US6178245B1

US6178245B1 - Audio signal generator to emulate three-dimensional audio signals

Info

Publication number: US6178245B1
Application number: US09/548,077
Authority: US
Inventors: David Thomas Starkey; Anthony Martin Sarain
Original assignee: National Semiconductor Corp
Current assignee: National Semiconductor Corp
Priority date: 2000-04-12
Filing date: 2000-04-12
Publication date: 2001-01-23
Anticipated expiration: 2020-04-12

Abstract

A system produces, based on samples of a single-channel input audio signal and an indication of a particular orientation of the listener relative to a source of the audio signal, a multi-channel output audio signal that emulates an audio signal as emanating from the source having the particular orientation to the listener. Interaural time delay (ITD) circuitry generates, from the single-channel input audio signal, a first left channel audio signal and a first right channel audio signal, wherein the first left channel audio signal and the first right channel audio signal are each based on the single-channel input audio signal but differ from each other at least with respect to phase based on the indication of the particular orientation. Azimuth frequency compensating (AFC) circuitry modifies the first left channel audio signal and the first right channel audio signal based on an azimuth, relative to the listener's left ear and right ear, respectively, of the particular orientation.
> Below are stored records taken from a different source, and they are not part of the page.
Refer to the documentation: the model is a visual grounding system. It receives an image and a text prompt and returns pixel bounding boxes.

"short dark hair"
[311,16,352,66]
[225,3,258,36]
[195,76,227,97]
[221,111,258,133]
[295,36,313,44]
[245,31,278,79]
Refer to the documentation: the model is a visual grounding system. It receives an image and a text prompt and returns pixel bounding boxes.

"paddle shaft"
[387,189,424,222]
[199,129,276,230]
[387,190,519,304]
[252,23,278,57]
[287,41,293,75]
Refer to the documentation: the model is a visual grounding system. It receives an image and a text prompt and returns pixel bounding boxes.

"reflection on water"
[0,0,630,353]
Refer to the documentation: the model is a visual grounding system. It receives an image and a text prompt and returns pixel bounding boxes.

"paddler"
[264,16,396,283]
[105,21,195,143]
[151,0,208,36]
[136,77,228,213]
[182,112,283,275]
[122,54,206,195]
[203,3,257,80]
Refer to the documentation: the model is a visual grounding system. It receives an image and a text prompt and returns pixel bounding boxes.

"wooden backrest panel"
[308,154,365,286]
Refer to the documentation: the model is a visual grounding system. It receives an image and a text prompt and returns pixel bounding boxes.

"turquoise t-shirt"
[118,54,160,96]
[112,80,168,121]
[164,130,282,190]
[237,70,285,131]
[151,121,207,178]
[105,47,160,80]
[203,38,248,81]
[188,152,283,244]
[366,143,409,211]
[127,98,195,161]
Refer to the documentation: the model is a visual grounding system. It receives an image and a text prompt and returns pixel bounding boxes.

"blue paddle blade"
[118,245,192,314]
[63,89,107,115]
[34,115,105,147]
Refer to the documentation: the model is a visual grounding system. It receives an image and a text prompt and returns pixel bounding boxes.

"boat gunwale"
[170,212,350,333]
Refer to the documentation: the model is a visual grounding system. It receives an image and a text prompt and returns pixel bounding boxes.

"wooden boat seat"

High frequency cuing (HFC) circuitry intensifies high frequencies of the first left channel audio signal and the first right channel audio signal based on whether the source is on axis with an ear canal of the listener's left ear and right ear, respectively.

Description

TECHNICAL FIELD

This invention relates to the generation of audio signals appearing to a listener perceiving the signals to originate from a particular direction and distance, more particularly to a method and apparatus for efficient generation of these signals.

BACKGROUND

In many applications, it is desirable to produce audio signals that appear, to a listener perceiving the signals, to originate from a particular direction at a particular distance. This is even though the audio signals are provided from a fixed source (e.g., stereo loudspeakers). In these applications, an input audio signal may be provided to an audio signal processor, along with parameters of direction and distance, such as elevation angle and azimuth angle, relative to the front face of a listener. A system or method, ideally, receives/processes an audio signal and generates left and right audio signals responsive to a head-related transfer function (HRTF) so that the left and right audio signals, when broadcast to the listener, appear to originate from the desired direction and distance (parameters).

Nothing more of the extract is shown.